# BI278 Lab#2 notes
## exercise 1.1
copy the file you found for the genome sequencing by using `cp Downloads/GCF_000931575.1_ASM93157v1_genomic.fna/Volumes/Personal/khirat24`
Move thefile into my own personal server by using the code `mv /personal/khirat24/GCF_000931575.1_ASM93157v1_genomic.fna ~`
Since I didnt have the shell codes in my home, I had to use `mv /home/students/k/khirat24/lab_01b ~` to move my codes to home
use `sh lab_01b/speedcounting.sh GCF_000931575.1_ASM93157v1_genomic.fna` to basecount
## exercise 1.2
after finding a file, use `fastq-dump --split-3 --skip-technical --readids --read-filter pass --dumpbase --clip -v --fasta default --outdir ~/lab_02 SRR12379546` to read the genome file
Use `head -20 lab_02/*.fasta` to take a look at the first 20 lines of the FASTA files
| Organism | SRA instrument record | SRA run number | Genome Size (bp) | Estimated Size |
| ---------- | --------------------- | -------------- | ---------------- | -------------- |
|P.fungorum|Illumina NovaSeq 6000|SRR11022347|9,058,983|9,185,185|
|P. sprentiae|Illumina GA IIx|SRR3927471|7,829,542|d|
|Haemophilus influenzae| |NZ_CP007470.1| | |
| | | | | |
# Exercise 2
## exercise 2.1
Attempted to run `jellyfish count -t 2 -C -s 1G -m 21 -o P.sprentiae.m21.count P.sprentiae.fasta` but could not complete it due to lack of memory, so we looked at the professor's file instead by using `cat /courses/bi278/Course_Materials/lab_02/pfung.m29.histo`
We skipped the rest due to memory lack
## exercise 2.2
Since I only have Professor Noh's histo data, I had to copy the data to my directory home2 by using `cp /courses/bi278/Course_Materials/lab_02/pfung.m29.histo home2` then used`mv home2 pfung.m29.histo` to change the name back from home2 to pfung.m29.histo
Now that I have a histo data in my directory, I moved to R studio.

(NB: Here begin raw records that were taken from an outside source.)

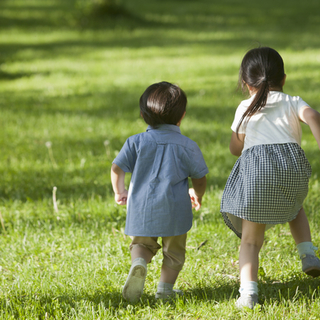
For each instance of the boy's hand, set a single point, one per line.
(195, 200)
(121, 198)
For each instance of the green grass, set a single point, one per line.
(73, 78)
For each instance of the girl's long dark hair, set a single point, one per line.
(261, 68)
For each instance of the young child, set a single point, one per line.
(269, 181)
(159, 201)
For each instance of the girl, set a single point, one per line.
(269, 181)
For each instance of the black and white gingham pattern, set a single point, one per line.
(267, 184)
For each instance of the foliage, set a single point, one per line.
(69, 98)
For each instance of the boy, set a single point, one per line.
(158, 201)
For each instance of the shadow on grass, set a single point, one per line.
(110, 300)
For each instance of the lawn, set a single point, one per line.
(70, 82)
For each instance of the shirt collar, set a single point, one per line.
(165, 127)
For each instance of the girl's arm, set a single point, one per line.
(196, 193)
(117, 180)
(312, 118)
(236, 143)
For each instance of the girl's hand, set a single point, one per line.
(195, 200)
(121, 198)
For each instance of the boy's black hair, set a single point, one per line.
(163, 103)
(261, 68)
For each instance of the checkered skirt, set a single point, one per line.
(267, 185)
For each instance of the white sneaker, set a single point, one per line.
(247, 300)
(168, 295)
(134, 285)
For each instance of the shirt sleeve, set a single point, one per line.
(197, 164)
(127, 156)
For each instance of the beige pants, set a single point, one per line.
(173, 249)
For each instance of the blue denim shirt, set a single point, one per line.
(160, 160)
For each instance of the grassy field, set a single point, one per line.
(70, 81)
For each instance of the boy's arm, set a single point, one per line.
(117, 180)
(236, 143)
(312, 118)
(196, 193)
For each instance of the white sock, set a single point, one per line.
(306, 248)
(165, 287)
(249, 287)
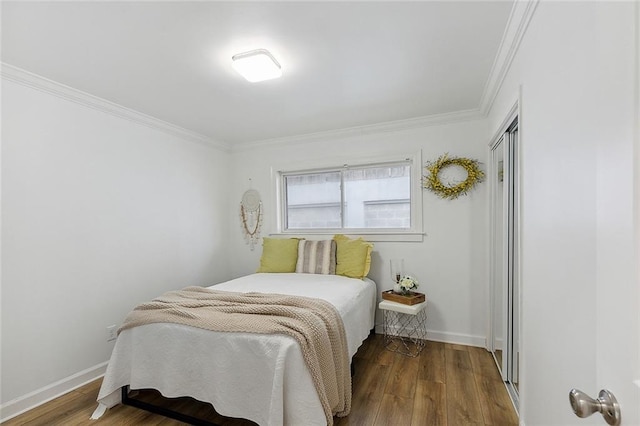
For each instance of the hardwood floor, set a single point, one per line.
(447, 384)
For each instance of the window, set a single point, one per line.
(376, 198)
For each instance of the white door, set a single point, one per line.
(617, 324)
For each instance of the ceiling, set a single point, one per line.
(345, 64)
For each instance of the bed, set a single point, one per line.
(230, 369)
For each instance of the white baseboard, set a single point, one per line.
(446, 337)
(38, 397)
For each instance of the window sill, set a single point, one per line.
(374, 237)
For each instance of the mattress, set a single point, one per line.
(262, 378)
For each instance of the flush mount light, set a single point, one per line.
(257, 65)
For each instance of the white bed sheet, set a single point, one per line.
(265, 380)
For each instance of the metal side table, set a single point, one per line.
(404, 327)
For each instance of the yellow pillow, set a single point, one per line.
(279, 255)
(353, 257)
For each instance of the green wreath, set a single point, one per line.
(432, 180)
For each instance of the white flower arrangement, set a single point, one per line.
(408, 283)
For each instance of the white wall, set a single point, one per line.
(575, 72)
(451, 261)
(98, 214)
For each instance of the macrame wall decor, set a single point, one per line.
(251, 216)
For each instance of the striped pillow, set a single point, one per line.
(316, 257)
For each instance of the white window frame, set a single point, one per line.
(414, 233)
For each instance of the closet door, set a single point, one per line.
(505, 289)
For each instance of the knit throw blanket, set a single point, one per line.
(314, 323)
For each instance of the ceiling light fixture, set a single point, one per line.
(257, 65)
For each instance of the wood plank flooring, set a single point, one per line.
(447, 385)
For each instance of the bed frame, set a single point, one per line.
(166, 412)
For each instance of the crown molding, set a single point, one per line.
(517, 25)
(389, 126)
(34, 81)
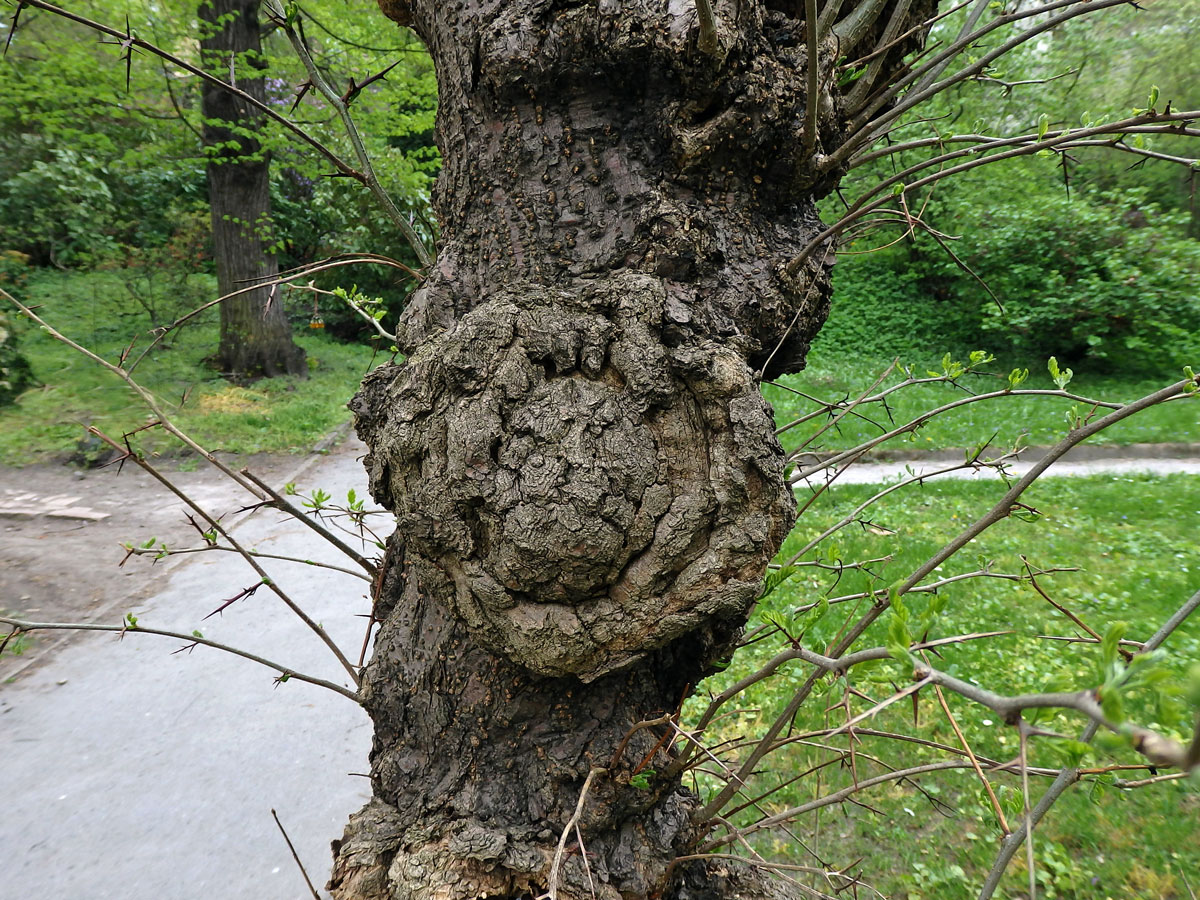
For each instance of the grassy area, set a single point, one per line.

Used `getwd()` to make sure that I am in home2
Use `plot(pfung, type="l")`
`plot(pfung[5:250,], type="l")`
`plot(pfung[5:250,], type="l")` to plot the data
`pfung[150:180,]` to see the highest point, which I chose 159
I used `sum(name[5:nrow(name),1]*name[5:nrow(name),2])/154` to find the estimated size, which was 889643.